Students in New Washington and Charlestown were picked up either at bus stops or their homes, but because of the expanse covered by Jeffersonville-area schools, students were picked up at the closest elementary school to their homes.
Melin said some students missed intersession entirely because of difficulties parents had in getting students to pick-up areas.
“That’s the big challenge for us,” Melin said. “We thought that in order to do the best we could with transportation, by picking students up at the nearest elementary, we thought that would make sense. Obviously, that worked for almost 600 kids that took advantage of that. But we do have issues where you have some families that maybe live a mile away or more from an elementary school and it’s hard for them to get there.”
Charlestown had 249 students attend and New Washington had 90. Jeffersonville had more than both schools combined, at 589.
But picking up more students is a challenge partly because of a transportation budget for the district that’s already more than $223,000 in the red.
Melin said since the district will already have to dip into the rainy day fund to supplement the budget, busing students the same way in Jeffersonville as they were in New Washington and Charlestown isn’t conceivable. But they’re working on solutions to get more students in the classes.
He said some of the planning and communication with parents for intersession occurred down to the last week before it began. He said schools need to get the message to parents about how to get their children to the classroom sooner.
“Our schools have to identify the students are in need of intersession and communicate with their parents sooner and more directly, you can’t rely on letters,” Melin said. “You have to rely on direct phone conversations with parents. I think we have to identify who these students are a little bit earlier.”
He said while using Chromebooks — which were part of the sweeping 1:1 initiative [computers for every student] adopted by the district this year — for distance learning is a possibility, there are still concerns about how to make that work for intersession.
Through Google Hangouts, which allows video conferencing over the Internet, teachers could interact with students at home from their classrooms.
“That is a possibility,” Melin said. “There are pros and cons to trying to provide online education. You’d have to hope the families have Internet access at home.
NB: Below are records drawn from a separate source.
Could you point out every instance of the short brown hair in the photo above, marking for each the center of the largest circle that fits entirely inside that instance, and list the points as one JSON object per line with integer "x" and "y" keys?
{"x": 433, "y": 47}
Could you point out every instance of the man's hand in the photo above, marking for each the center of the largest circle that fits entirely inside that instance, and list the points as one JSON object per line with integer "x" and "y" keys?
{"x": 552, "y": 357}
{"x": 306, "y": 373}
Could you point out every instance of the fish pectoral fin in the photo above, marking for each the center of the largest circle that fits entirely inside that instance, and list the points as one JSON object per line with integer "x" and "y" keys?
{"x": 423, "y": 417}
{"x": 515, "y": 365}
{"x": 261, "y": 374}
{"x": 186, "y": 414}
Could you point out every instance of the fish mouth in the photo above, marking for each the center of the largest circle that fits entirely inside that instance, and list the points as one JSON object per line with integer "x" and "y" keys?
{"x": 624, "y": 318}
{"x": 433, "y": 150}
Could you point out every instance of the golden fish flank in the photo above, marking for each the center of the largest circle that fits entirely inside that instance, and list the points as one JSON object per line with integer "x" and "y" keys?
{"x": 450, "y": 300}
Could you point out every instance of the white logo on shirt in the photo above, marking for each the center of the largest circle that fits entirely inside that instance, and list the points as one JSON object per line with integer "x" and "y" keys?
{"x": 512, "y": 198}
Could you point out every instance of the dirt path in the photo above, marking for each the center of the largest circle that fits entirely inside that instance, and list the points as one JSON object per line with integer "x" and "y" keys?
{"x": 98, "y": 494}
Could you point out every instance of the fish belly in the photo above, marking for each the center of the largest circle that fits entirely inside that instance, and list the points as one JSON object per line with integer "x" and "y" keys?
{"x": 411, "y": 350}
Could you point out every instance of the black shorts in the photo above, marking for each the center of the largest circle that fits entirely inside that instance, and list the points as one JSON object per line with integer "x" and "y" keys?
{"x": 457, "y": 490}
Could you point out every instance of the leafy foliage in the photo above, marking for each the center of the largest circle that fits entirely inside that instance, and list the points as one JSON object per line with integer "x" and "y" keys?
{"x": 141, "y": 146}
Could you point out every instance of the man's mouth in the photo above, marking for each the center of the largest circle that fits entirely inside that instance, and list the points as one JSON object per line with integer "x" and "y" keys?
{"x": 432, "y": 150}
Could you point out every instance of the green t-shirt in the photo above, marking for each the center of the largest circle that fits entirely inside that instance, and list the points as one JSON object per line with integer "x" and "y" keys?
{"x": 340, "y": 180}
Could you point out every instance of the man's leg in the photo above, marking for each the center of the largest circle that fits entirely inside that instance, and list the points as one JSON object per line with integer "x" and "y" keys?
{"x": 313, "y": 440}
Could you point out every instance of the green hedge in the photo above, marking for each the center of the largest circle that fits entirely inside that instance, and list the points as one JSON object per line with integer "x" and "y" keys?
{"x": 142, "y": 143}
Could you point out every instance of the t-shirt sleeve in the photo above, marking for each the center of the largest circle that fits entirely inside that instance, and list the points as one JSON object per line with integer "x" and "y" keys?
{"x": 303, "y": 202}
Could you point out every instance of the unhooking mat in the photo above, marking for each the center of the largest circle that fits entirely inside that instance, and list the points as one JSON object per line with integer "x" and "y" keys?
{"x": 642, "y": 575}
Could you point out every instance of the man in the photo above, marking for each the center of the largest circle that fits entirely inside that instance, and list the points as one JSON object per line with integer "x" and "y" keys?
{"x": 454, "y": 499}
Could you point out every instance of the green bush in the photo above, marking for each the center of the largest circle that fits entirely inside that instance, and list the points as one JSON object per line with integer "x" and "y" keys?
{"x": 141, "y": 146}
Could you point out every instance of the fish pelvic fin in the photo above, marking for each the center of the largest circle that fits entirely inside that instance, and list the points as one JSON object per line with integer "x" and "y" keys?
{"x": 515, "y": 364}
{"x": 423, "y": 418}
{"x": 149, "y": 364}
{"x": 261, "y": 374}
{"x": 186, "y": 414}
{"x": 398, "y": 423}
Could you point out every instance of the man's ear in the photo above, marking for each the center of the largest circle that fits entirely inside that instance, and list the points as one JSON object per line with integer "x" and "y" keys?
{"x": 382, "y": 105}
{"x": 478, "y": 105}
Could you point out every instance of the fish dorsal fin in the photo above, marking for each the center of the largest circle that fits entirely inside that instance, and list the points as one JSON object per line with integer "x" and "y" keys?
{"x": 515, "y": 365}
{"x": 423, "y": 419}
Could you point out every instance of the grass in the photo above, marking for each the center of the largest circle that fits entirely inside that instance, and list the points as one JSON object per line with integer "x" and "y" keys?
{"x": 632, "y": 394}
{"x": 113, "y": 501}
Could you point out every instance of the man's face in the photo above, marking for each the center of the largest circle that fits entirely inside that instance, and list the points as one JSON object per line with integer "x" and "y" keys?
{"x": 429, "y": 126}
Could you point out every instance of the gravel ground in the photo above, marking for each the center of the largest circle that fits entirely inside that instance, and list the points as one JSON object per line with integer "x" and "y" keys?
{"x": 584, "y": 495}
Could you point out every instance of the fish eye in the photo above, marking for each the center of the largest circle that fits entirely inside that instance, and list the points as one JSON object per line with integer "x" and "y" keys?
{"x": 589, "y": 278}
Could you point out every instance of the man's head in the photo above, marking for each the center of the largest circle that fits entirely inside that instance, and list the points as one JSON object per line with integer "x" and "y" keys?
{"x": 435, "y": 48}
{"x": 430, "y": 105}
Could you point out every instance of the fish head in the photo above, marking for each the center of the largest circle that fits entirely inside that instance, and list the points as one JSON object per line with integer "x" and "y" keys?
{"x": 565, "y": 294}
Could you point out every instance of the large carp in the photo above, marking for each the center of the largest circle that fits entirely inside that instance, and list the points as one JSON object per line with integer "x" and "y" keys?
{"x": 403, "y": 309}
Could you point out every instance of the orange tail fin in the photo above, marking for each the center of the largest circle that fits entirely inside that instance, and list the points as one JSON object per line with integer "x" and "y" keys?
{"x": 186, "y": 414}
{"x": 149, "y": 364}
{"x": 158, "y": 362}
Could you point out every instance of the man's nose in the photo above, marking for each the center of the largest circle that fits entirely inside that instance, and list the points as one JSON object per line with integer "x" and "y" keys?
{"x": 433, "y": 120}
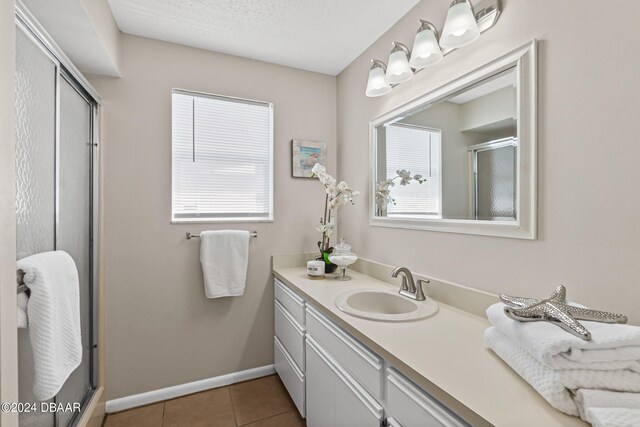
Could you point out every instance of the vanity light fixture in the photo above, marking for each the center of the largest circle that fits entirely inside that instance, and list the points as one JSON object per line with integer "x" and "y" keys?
{"x": 463, "y": 26}
{"x": 460, "y": 28}
{"x": 426, "y": 50}
{"x": 377, "y": 84}
{"x": 399, "y": 70}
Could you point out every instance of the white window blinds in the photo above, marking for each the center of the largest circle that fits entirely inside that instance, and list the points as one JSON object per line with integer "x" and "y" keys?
{"x": 417, "y": 150}
{"x": 222, "y": 153}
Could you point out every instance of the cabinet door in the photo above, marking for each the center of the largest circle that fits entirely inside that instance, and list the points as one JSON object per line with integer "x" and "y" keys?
{"x": 412, "y": 407}
{"x": 333, "y": 397}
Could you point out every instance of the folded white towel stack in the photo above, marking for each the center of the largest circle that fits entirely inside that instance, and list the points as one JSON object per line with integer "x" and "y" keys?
{"x": 612, "y": 346}
{"x": 53, "y": 312}
{"x": 598, "y": 380}
{"x": 224, "y": 255}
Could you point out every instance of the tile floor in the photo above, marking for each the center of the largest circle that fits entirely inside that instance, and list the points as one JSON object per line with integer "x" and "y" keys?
{"x": 263, "y": 402}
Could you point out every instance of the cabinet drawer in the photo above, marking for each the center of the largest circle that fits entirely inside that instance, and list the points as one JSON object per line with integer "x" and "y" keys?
{"x": 334, "y": 398}
{"x": 290, "y": 334}
{"x": 289, "y": 300}
{"x": 412, "y": 407}
{"x": 291, "y": 376}
{"x": 366, "y": 367}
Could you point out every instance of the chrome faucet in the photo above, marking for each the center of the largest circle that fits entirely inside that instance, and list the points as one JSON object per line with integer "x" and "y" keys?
{"x": 408, "y": 288}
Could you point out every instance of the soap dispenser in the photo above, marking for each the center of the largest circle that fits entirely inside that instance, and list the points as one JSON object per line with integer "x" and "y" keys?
{"x": 342, "y": 257}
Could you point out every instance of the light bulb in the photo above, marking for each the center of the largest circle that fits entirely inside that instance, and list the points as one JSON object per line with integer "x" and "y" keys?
{"x": 377, "y": 84}
{"x": 426, "y": 51}
{"x": 460, "y": 28}
{"x": 399, "y": 70}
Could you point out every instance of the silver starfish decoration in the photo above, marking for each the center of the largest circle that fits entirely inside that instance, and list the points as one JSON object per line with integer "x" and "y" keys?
{"x": 556, "y": 310}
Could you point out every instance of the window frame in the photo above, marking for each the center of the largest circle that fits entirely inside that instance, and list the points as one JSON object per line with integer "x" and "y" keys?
{"x": 227, "y": 219}
{"x": 429, "y": 215}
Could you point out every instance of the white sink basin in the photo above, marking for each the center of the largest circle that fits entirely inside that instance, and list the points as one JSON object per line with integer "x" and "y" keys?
{"x": 384, "y": 306}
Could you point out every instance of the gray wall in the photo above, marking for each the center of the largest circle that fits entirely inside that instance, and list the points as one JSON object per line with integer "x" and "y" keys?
{"x": 587, "y": 146}
{"x": 160, "y": 329}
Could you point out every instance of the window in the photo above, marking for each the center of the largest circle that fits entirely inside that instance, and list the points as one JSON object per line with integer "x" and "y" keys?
{"x": 222, "y": 154}
{"x": 417, "y": 150}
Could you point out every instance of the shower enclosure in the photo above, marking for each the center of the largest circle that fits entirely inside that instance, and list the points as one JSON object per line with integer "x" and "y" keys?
{"x": 56, "y": 170}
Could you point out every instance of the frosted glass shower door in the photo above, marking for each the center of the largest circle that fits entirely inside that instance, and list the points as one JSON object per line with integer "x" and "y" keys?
{"x": 55, "y": 202}
{"x": 74, "y": 229}
{"x": 496, "y": 183}
{"x": 36, "y": 74}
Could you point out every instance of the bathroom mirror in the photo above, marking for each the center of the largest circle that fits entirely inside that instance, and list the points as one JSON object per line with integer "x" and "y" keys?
{"x": 461, "y": 158}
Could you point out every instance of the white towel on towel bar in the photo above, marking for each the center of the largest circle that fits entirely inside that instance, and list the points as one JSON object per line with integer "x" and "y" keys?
{"x": 23, "y": 321}
{"x": 53, "y": 312}
{"x": 224, "y": 255}
{"x": 612, "y": 346}
{"x": 604, "y": 404}
{"x": 556, "y": 385}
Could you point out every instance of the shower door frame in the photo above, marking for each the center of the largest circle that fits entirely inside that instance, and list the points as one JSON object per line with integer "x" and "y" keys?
{"x": 473, "y": 151}
{"x": 67, "y": 71}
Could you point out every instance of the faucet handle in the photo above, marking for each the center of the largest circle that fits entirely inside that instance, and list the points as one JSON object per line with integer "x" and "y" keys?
{"x": 405, "y": 285}
{"x": 419, "y": 292}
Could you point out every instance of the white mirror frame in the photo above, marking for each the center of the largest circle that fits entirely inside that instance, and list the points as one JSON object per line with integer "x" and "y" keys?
{"x": 524, "y": 59}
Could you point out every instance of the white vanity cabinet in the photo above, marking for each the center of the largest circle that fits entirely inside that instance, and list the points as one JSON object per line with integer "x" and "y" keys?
{"x": 288, "y": 345}
{"x": 334, "y": 398}
{"x": 411, "y": 407}
{"x": 336, "y": 381}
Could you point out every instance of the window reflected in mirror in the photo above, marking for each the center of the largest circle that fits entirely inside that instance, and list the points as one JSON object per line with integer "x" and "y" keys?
{"x": 453, "y": 158}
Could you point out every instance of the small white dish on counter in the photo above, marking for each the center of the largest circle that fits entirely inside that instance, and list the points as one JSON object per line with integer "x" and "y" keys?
{"x": 384, "y": 306}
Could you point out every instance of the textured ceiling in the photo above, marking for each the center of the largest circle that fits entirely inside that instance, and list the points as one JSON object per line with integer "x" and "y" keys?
{"x": 317, "y": 35}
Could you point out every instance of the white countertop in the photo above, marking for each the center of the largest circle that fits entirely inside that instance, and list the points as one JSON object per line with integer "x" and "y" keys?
{"x": 444, "y": 354}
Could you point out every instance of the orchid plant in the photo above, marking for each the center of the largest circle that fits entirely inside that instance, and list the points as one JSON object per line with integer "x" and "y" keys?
{"x": 383, "y": 190}
{"x": 337, "y": 194}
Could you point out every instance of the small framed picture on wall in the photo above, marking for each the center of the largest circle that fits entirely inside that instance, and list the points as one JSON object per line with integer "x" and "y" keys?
{"x": 304, "y": 155}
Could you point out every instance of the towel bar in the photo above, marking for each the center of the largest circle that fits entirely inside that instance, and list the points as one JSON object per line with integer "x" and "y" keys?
{"x": 192, "y": 236}
{"x": 21, "y": 286}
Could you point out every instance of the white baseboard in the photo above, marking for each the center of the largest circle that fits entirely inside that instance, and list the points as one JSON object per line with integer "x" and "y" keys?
{"x": 128, "y": 402}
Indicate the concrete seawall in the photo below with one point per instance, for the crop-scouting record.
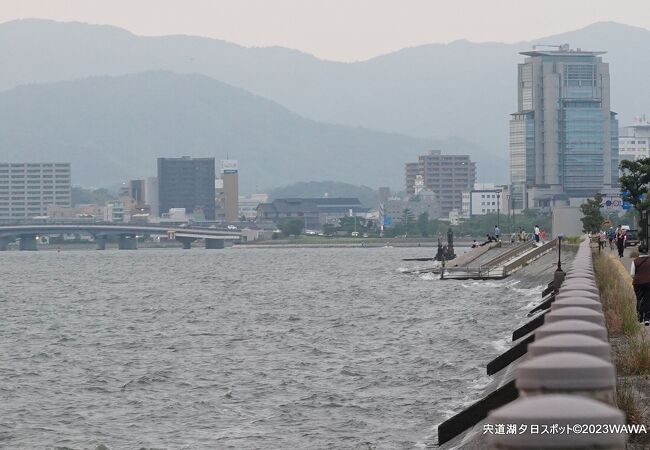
(565, 380)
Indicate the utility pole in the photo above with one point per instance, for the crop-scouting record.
(498, 206)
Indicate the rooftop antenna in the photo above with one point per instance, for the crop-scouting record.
(561, 48)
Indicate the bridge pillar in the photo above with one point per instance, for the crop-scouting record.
(214, 243)
(128, 242)
(28, 242)
(4, 243)
(101, 242)
(186, 242)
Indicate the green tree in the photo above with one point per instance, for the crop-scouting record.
(593, 219)
(423, 224)
(291, 225)
(634, 182)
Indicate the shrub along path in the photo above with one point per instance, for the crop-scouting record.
(630, 340)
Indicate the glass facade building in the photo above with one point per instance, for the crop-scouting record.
(563, 138)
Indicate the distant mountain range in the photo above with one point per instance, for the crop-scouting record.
(114, 128)
(462, 89)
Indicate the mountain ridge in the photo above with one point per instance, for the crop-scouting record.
(114, 128)
(431, 91)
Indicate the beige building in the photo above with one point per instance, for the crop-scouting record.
(448, 176)
(26, 189)
(229, 195)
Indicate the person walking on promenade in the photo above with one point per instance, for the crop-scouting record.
(610, 235)
(640, 271)
(601, 240)
(620, 240)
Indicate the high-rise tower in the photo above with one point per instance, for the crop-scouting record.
(563, 137)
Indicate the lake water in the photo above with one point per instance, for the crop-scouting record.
(243, 348)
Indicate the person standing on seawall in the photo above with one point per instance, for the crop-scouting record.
(611, 234)
(620, 240)
(640, 272)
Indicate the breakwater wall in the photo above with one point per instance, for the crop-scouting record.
(556, 386)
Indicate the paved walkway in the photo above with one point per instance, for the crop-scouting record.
(626, 260)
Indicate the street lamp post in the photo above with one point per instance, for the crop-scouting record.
(498, 206)
(558, 276)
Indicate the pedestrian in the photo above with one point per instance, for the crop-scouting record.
(620, 240)
(640, 271)
(601, 240)
(610, 235)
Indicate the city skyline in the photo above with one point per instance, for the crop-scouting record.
(563, 136)
(336, 30)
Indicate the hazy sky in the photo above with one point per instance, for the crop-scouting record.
(339, 29)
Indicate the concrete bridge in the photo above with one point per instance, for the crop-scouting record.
(126, 234)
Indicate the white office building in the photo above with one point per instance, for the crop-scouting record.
(27, 189)
(634, 141)
(485, 198)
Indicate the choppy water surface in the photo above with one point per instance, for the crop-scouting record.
(241, 348)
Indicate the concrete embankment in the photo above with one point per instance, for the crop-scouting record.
(565, 378)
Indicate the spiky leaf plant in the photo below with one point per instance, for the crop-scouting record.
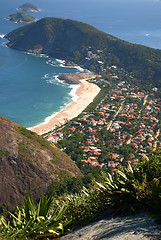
(35, 221)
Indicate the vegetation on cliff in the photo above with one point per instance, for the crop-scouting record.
(28, 162)
(21, 17)
(125, 191)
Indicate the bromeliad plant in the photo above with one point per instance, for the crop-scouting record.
(133, 187)
(35, 221)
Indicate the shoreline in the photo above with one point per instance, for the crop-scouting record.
(85, 93)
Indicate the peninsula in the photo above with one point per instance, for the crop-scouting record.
(75, 78)
(21, 17)
(87, 46)
(29, 7)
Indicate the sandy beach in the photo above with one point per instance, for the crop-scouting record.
(86, 93)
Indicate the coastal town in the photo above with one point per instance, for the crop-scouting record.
(120, 126)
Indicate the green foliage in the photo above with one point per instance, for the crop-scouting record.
(33, 136)
(22, 147)
(71, 40)
(42, 220)
(134, 187)
(21, 17)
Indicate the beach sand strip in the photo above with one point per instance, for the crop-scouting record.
(86, 93)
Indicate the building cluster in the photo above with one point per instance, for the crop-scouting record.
(122, 127)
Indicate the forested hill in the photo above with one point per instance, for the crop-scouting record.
(69, 39)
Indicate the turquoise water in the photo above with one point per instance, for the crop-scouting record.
(29, 88)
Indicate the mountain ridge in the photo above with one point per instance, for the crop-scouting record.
(73, 40)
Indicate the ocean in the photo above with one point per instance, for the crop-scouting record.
(29, 88)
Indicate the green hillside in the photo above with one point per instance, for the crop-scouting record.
(28, 7)
(68, 39)
(21, 18)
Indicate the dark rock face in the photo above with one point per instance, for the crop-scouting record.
(74, 78)
(26, 165)
(134, 227)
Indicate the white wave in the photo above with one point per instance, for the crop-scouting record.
(60, 61)
(2, 35)
(51, 78)
(73, 94)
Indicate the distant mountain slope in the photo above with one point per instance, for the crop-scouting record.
(28, 7)
(28, 163)
(21, 18)
(69, 39)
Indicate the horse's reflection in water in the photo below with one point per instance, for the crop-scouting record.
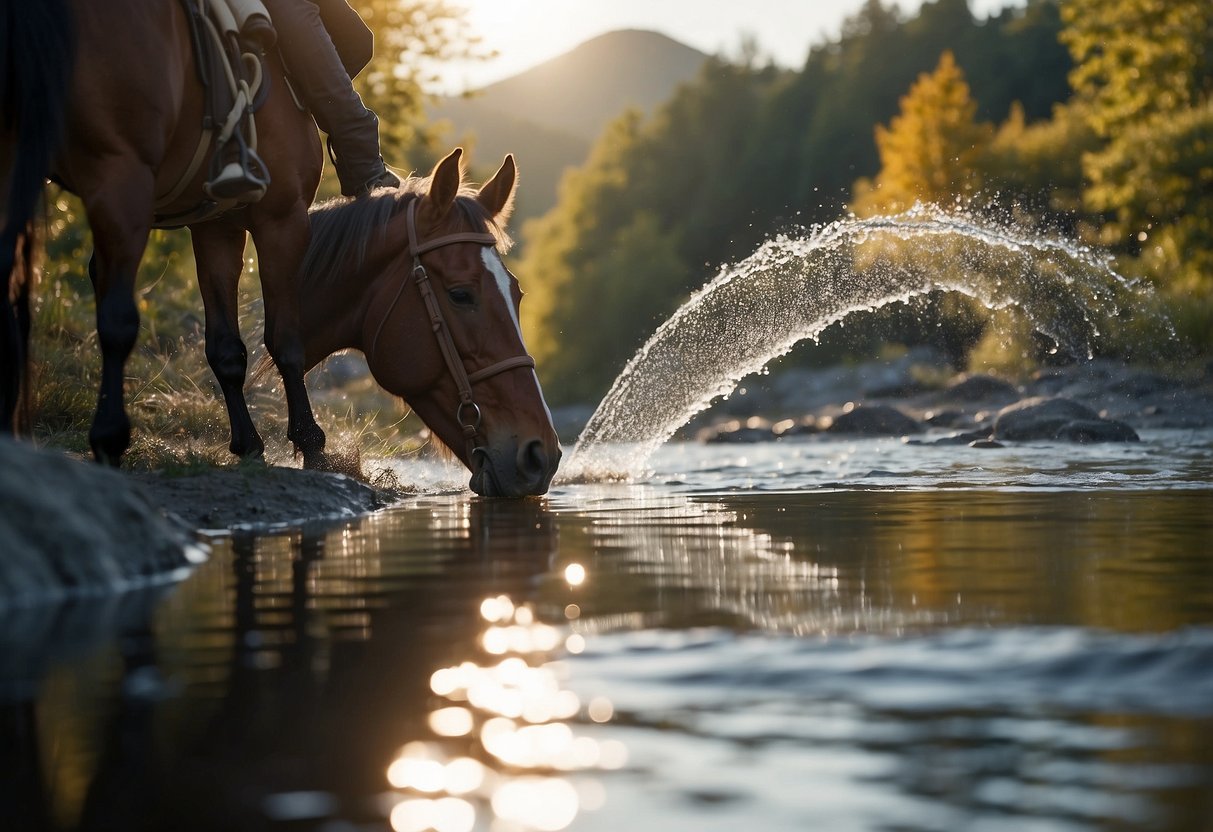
(323, 679)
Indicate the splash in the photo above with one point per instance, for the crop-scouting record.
(793, 288)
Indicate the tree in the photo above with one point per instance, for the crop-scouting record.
(1139, 64)
(930, 149)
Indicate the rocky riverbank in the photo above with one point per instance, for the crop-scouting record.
(74, 529)
(915, 397)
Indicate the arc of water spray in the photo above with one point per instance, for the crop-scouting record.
(793, 288)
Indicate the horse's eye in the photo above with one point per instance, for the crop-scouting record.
(460, 296)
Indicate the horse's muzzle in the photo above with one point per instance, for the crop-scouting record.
(510, 469)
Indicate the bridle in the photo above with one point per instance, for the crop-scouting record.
(467, 412)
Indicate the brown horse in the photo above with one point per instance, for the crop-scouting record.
(413, 279)
(132, 115)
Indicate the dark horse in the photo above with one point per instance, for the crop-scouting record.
(131, 124)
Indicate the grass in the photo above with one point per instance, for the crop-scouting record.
(177, 414)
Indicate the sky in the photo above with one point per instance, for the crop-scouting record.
(527, 33)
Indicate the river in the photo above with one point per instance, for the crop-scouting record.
(807, 634)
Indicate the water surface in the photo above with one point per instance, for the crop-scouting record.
(837, 634)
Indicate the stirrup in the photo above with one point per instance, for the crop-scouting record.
(235, 183)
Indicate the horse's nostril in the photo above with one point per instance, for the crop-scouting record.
(533, 460)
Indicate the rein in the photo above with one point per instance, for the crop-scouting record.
(467, 412)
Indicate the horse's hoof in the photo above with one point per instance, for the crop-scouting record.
(317, 461)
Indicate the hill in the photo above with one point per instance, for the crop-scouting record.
(551, 114)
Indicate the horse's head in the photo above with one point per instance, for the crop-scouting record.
(446, 337)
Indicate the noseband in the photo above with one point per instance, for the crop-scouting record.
(467, 412)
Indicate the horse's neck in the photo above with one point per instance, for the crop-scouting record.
(335, 312)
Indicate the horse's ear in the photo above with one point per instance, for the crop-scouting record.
(444, 184)
(497, 194)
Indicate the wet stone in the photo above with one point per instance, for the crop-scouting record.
(980, 387)
(1103, 429)
(875, 421)
(1038, 419)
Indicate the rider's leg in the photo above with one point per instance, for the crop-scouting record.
(313, 62)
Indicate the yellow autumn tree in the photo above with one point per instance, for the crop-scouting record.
(930, 150)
We think one of the big issues that’s beneficial is providing more direct instruction that’s more individualized to the student.”
He said not every family might have Internet access at home, but having students in classrooms seems to help them more than if they were conferencing with teachers online.
Melin said parents and students need to realize there are serious consequences for students who don’t attend.
He said if students don’t take the chance to improve their English and math skills during at least one of the intersessions, the district could hold them back or keep high school seniors from graduating.
Though seniors can qualify for a graduation waiver if they don’t pass end-of-course assessments in English 10 or algebra 1, they also have to take advantage of the help the district offers to qualify for them. Melin said with that, they could keep students from getting their diplomas if they don’t take the chance to help themselves at intersession.
“I think that this whole waiver process is something that’s driven by the school system and our schools,” Melin said. “We can’t grant a waiver to a student that has not earned the ability to earn that diploma. To me, as I talk to our principals, I expect them right now to make decisions that would either be a retention or even keep a student from graduating if they haven’t shown the skills that they need to be given that diploma.”
With the additional 20 hours of instruction at each intersession, Melin said he didn’t think there should be any reason a student should get held back or be kept from graduation if they attend.
Enrichment courses in basketball camps, engineering, photojournalism and theater were offered, but only 95 students attended them. Melin said getting the word out about those classes earlier will help in filling them up, but the focus still needs to remain on helping students who need to raise their scores.